A Lei nº 11.719, de 20 de junho de 2008, trouxe substanciais modificações a determinados dispositivos do Código de Processo Penal, sobretudo no que concerne aos procedimentos.

O artigo 531, modificado pela novatio legis supramencionada, trata do procedimento comum sumário e dispõe que “na audiência de instrução e julgamento, a ser realizada no prazo máximo de 30 (trinta) dias, proceder-se-á à tomada de declarações do ofendido, se possível, à inquirição das testemunhas arroladas pela acusação e pela defesa, nesta ordem, ressalvado o disposto no art. 222 deste Código, bem como aos esclarecimentos dos peritos, às acareações e ao reconhecimento de pessoas e coisas, interrogando-se, em seguida, o acusado e procedendo-se, finalmente, ao debate”.

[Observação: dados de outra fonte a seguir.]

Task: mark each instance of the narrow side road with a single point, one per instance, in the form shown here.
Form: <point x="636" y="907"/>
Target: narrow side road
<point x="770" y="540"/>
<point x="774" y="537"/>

O novo artigo 400, relativo ao procedimento comum ordinário, passou a estatuir que “na audiência de instrução e julgamento, a ser realizada no prazo máximo de 60 (sessenta) dias, proceder-se-á à tomada de declarações do ofendido, à inquirição das testemunhas arroladas pela acusação e pela defesa, nesta ordem, ressalvado o disposto no art. 222 deste Código, bem como aos esclarecimentos dos peritos, às acareações e ao reconhecimento de pessoas e coisas, interrogando-se, em seguida, o acusado”.

A nova redação do artigo 411, que trata da instrução preliminar dos processos da competência do Tribunal do Júri, determina que “na audiência de instrução, proceder-se-á à tomada de declarações do ofendido, se possível, à inquirição das testemunhas arroladas pela acusação e pela defesa, nesta ordem, bem como aos esclarecimentos dos peritos, às acareações e ao reconhecimento de pessoas e coisas, interrogando-se, em seguida, o acusado e procedendo-se o debate”.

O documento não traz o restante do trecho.